Village in West Yorkshire, England

East Morton is a village in the civil parish of Keighley, in the Bradford district, in the county of West Yorkshire, England. It lies 3 km north of Bingley and 4 km east of Keighley. The small hamlet of West Morton lies 1 mi to the north west. The village has a population of 1,169 according to the 2011 census.

== History ==

The place name Morton historically indicated a marsh or moor settlement. East and West Morton, together with Riddlesden and a large area of Rombalds Moor, formed the chapelry of Morton in the ancient parish of Bingley in the West Riding of Yorkshire. The chapelry became the parish of Morton by an act of Parliament in 1846, and in 1866 became a civil parish. The civil parish was abolished in 1938 and absorbed into the civil parish and municipal borough of Keighley, itself abolished in 1974 and absorbed into the City of Bradford Metropolitan District in the new county of West Yorkshire. The civil parish of Keighley, including East and West Morton, was reconstituted in 2002 with a town council.

== Geography ==
East Morton is situated on the northern side of the Airedale valley. The village is bounded to the north by Rombalds Moor, and to the east by woodland around Morton Beck, a tributary to the River Aire, some 1.5 mi to the south.

== Landmarks ==

East Morton has a Public House called the Busfeild Arms named after the local Busfeild family who lived in the area in the 19th century, hence the apparent misspelling of the name. There is also a Church of England Primary School and St. Luke's church dating back to 1851, when it was consecrated for worship.

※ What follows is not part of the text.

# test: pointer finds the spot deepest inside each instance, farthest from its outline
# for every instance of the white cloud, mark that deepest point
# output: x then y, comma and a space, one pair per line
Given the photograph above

East Morton has grown substantially in recent years, with several new housing developments, including Waterside Fold which adjoins the Leeds and Liverpool Canal at the southern end of the village. The village also incorporates the Fardew golf course and a recreational playground.

==Transport==
The village is approximately 1.5 mi from Crossflatts railway station. Bus services K17 and K19 link the village with Keighley and Bingley Monday to Saturday, with financial assistance from West Yorkshire Metro. The A650 relief road provides a nearby road link to the rest of the Aire valley.